A traditional tabouleh in many countries has more parsley than bulgur. I was never served tabouleh in Turkey with any sort of goat or sheep’s milk cheese. The formula for this salad is a simple but time-honored tradition. In Lebanon, value is put on a prospective wife for her ability to finely chop parsley. I wonder what wave of feminism they’re on over there? Hard to say, as I’m not Lebanese and I’ve never been there. But it’s on my top 3 list of countries I’d love to visit based on cuisine alone.

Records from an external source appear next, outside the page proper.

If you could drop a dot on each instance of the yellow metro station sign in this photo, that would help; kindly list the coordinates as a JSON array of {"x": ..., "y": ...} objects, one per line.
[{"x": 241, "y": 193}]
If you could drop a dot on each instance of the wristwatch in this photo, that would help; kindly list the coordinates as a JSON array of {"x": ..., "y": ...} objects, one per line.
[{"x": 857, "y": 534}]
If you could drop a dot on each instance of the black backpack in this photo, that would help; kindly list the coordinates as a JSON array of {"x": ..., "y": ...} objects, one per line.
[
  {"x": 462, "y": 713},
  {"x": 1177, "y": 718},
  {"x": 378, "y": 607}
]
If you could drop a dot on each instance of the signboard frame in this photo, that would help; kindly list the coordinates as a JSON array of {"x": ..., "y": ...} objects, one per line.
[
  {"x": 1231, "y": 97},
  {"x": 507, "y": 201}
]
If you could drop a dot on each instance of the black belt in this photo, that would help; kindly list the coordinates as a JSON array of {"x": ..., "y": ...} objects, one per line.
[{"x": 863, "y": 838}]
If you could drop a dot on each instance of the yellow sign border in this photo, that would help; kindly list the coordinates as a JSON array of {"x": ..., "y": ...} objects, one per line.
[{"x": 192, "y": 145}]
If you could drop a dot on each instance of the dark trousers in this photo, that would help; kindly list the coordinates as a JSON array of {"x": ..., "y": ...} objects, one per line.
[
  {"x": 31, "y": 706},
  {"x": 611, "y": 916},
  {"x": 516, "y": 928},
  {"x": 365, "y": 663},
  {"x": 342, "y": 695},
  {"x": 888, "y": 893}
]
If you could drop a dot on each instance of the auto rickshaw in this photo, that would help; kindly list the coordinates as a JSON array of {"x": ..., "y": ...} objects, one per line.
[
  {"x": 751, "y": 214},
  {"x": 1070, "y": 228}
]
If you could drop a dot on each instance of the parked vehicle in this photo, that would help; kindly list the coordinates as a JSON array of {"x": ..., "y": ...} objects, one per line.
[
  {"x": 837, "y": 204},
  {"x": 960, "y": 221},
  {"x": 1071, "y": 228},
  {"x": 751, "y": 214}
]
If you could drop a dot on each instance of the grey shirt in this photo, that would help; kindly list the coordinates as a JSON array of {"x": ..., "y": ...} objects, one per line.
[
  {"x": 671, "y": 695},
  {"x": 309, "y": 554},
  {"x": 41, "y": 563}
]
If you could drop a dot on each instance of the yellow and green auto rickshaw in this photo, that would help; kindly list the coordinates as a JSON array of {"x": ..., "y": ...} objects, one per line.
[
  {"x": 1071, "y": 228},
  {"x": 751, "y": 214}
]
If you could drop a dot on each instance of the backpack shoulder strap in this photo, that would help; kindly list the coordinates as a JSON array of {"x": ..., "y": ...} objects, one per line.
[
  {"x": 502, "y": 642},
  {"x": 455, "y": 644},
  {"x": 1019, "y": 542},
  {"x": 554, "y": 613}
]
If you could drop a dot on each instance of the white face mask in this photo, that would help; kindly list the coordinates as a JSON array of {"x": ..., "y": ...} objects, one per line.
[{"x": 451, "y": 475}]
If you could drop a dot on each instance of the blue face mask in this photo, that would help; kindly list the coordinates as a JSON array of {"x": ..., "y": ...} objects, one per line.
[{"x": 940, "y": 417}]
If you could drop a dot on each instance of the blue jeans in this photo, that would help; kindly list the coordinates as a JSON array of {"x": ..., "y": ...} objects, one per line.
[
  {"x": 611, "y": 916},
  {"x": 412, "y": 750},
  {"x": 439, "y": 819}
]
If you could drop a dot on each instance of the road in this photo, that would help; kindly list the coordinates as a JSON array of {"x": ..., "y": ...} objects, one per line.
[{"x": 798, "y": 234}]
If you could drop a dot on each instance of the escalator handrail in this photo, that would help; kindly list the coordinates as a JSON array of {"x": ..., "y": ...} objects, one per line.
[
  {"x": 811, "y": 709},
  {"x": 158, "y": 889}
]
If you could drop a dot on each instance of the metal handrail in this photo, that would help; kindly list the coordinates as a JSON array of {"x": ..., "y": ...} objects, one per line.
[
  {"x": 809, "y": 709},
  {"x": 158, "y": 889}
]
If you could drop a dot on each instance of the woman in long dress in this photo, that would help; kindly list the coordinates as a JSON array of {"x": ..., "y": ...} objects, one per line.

Take the time to find or order a decent sumac or aleppo pepper to bring a little spice to the dish. Use the best olive oil you can find, if you’re holding out a can of the good Greek stuff, bust it out. Tabouleh, like hummus, ain’t nothing to mess with. This is my mid-winter version, where I couldn’t find a decent cucumber or tomato, or bushel of mint to save my life. If you have them available: use mint, cucumber, and tomato they’re all delicious integral parts of this salad. This version is a suitable substitute for any Alaskan in need of fresh produce, whole grain, and a healthy kick in the colon.


– 2 cups of bulgur
– 2 cups of warm or hot water
– 1 freshly squeezed lemon
– 1/2 to 1 cup of feta cheese, finely crumbled
– 1 head of parsley, finely chopped
– 2 tbsp of olive oil
– salt & pepper to taste
– 1 red pepper, finely chopped
– 1 yellow pepper, finely chopped

– Add warm/hot water to bulgur and let rest, stirring occasionally until wheat is tender and the water is integrated.
– Squeeze lemon over a strainer into bulgur mixture, add rest of ingredients, and gently mix well.
– Cover salad and refrigerate for an hour or two before eating. It’s even better on the second day!
– Serving with a dash of sumac or aleppo pepper and a drizzle of olive oil.